Meclis gündemindeki Üretim Reform Paketi ile ilgili konuşan Başbakan Yıldırım, tasarıda tartışmalara neden olan zeytinliklerle talan itirafında da bulndu: 
"Bu tasarı içerisinde bir husus var. Zeytin kanunuyla ilgili bir düzenleme. Maalesef daha düzenleme Meclis'te görüşülmeden yine muhalefet buradan bir istismar alanı aramanın peşine düştü. Neymiş? 'Zeytin alanları yok edilecek, zeytinlikler ortadan kaldırılacak'. Ben vatandaşlarıma gerçeği buradan anlatmak istiyorum. Geçtiğimiz 15 yıl içerisinde, zeytin ağacı sayısı 100 milyondan 172 milyona çıktı mı? Yüzde 72 artış sağlandı mı? Zeytin tarihinden bugüne kadar 100 milyon zeytin ağacı varlığımız var. AK Parti iktidarında bu sayı 172 milyona çıkmış. Peki, zeytin üretiminde Türkiye'yi dünya ikincisi yapan kim? AK Parti iktidarı. 640 bin tondan 890 bin veya daha fazla 1 milyon tona kadar artırdık. İşte zeytinciliğe önem vermek, lafla değil; yaptığınız icraatlarla ortaya çıkıyor. Getirilen düzenleme ne? Zeytin alanı olarak bilinen yerlerde maalesef geçmişte birtakım yanlış uygulamalar, hukuksuz uygulamalarla sanayi tesisleri yapılmış. Dolayısıyla zeytin alanları kullanılamaz hale gelmiş. Birincisi bununla ilgili düzeltme yapmak. İkincisi de sanayi bölgesinde zeytin alanlarının 3 kilometre yakınına kadar asla hiçbir tesis yapılmayacak; ancak 3 kilometre daha fazla mesafeden bu tesisler kurulabilecek. Önce kurula gelecek, karar alınırsa ilgili bakanlığa gelecek. Bakanlık 'olur' verirse bu şekilde olacak. Eğer bu işin yapılmasında üstün kamu yararı varsa bu gerçekleşecek.
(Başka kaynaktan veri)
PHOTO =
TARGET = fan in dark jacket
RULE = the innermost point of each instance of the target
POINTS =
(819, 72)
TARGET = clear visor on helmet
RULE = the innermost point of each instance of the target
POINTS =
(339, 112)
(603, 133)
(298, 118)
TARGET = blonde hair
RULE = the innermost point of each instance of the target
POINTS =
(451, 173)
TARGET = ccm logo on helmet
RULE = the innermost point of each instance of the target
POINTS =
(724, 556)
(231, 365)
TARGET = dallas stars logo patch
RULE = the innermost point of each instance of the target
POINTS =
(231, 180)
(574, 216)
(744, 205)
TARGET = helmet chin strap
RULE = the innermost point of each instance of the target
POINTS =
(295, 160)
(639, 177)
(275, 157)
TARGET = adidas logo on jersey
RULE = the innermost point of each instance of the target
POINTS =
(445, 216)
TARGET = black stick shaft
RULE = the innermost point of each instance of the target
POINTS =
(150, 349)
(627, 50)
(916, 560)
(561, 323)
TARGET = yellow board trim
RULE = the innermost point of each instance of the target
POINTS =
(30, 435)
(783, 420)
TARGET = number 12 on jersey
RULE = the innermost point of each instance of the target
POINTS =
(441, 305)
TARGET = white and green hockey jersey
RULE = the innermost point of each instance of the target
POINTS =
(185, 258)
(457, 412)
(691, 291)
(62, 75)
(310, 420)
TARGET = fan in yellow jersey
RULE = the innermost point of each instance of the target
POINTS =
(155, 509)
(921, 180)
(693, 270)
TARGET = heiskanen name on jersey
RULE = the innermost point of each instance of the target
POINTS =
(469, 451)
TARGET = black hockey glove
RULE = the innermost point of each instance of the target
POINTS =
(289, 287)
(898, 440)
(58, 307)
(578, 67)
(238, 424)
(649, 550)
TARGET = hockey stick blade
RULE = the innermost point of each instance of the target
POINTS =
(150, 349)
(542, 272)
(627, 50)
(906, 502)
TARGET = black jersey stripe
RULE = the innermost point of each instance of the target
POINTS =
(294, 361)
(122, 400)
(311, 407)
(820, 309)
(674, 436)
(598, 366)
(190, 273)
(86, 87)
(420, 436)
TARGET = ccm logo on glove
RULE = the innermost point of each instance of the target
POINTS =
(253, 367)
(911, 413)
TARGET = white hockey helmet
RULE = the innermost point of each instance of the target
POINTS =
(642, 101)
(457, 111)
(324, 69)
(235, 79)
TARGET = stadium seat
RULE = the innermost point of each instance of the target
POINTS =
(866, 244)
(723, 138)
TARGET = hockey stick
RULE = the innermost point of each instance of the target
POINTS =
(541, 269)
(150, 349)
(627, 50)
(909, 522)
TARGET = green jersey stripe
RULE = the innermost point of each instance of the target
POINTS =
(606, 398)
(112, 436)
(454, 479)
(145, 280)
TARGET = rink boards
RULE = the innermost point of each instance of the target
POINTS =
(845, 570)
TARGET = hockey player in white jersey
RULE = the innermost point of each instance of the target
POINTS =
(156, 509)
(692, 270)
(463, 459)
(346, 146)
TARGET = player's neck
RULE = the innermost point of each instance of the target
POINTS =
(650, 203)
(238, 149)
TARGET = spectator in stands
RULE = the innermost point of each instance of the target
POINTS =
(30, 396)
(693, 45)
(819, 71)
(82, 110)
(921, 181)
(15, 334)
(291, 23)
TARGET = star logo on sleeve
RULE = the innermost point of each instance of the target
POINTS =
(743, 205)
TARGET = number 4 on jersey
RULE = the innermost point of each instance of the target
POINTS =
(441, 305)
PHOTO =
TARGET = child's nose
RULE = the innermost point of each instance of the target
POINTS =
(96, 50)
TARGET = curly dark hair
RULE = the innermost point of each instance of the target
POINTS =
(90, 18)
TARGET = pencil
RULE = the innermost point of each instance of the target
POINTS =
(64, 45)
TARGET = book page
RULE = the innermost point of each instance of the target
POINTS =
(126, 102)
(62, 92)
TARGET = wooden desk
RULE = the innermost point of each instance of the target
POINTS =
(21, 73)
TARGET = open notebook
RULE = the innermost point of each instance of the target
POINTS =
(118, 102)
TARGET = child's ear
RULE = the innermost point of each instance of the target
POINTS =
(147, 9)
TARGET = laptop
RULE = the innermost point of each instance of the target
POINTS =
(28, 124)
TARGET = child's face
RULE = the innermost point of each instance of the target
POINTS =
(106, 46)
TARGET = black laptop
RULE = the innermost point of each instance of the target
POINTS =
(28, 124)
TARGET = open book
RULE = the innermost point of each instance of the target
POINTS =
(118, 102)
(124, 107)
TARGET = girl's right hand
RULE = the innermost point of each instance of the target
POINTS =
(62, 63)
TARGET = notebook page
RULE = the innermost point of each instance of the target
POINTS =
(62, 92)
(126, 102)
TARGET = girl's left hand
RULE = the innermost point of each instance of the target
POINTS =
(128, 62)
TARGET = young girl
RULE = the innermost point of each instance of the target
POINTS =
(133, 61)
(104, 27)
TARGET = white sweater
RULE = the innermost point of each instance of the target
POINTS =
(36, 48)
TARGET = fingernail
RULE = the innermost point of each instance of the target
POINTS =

Türkiye'nin geleceği açısından zeytin mi daha önemli yoksa yapılacak tesis mi daha önemli? Meseleyi doğru açıdan görmek lazım. Bir kaşık suda fırtına koparmamak lazım"

"SANIKLAR, TİYATRO SERGİLİYOR; SABREDECEĞİZ"
Devam eden FETÖ davalarında sanıkların, suçlamaları reddetmesiyle ilgili de açıklamalarda bulunan Başbakan Yıldırım, şunları söyledi: 
"Şu anda 27 ilimizde, 132 dava açılmış, duruşmalar devam etmektedir. AK Parti olarak şahsım da dahil olmak üzere bu davalara müdahiliz. Duruşmalar yapılıyor. Duruşmalarda sanıklar, bir tiyatro sergiliyor. Sanki onların dünyadan haberi yokmuş, bu darbeyi başka bir ülkeden gelip, yapmaya çalışıp, gitmişler. Yalanın bini bir para. Akıl hocaları, onlara öğütler veriyor. Onların cesaretini sürdürmelerini rüya tabirleriyle devam ettirmeye çalışıyor. Ne yaparlarsa yapsınlar, o uçakları alıp, gazi Meclis'in üzerine bomba yağdıranlar, 249 şehit verdiğimiz bu alçak girişimi gizleyemeyecekler, mutlaka hesabını verecekler. Şehit yakınlarımızdan ve gazilerimizden bir şey istiyorum. Onların bu duruşmalardaki ifadelerine, yalanlarına bakarak, asla ve asla üzülmesinler. Ne söylerse söylesinler, hangi ifadeyi değiştirirse değiştirsinler bu yaptıkları alçak terörün cezasını en ağır şekilde alacaklar. Bundan kaçış yok. Sabredeceğiz. Türkiye, bir hukuk devleti. Yarın bir gün Avrupa'da, orada, burada bunlar Türkiye'de adaletin tecellisine rıza göstermiyorlar. Dışarıda hak aramayı kafalarına koymuşlar. Oraya giderken, 'Biz ifademizi vermek istedik. Buna mani olundu. Adil yargılama yapılmadı' gibi bahanelerin arkasına sığınmalarını önlemek için biraz sabır istiyorum. Bunların yalanlarına dolanlarına şimdilik sabır gösterelim; ama bilesiniz ki bu söyledikleri onları kurtarmaz"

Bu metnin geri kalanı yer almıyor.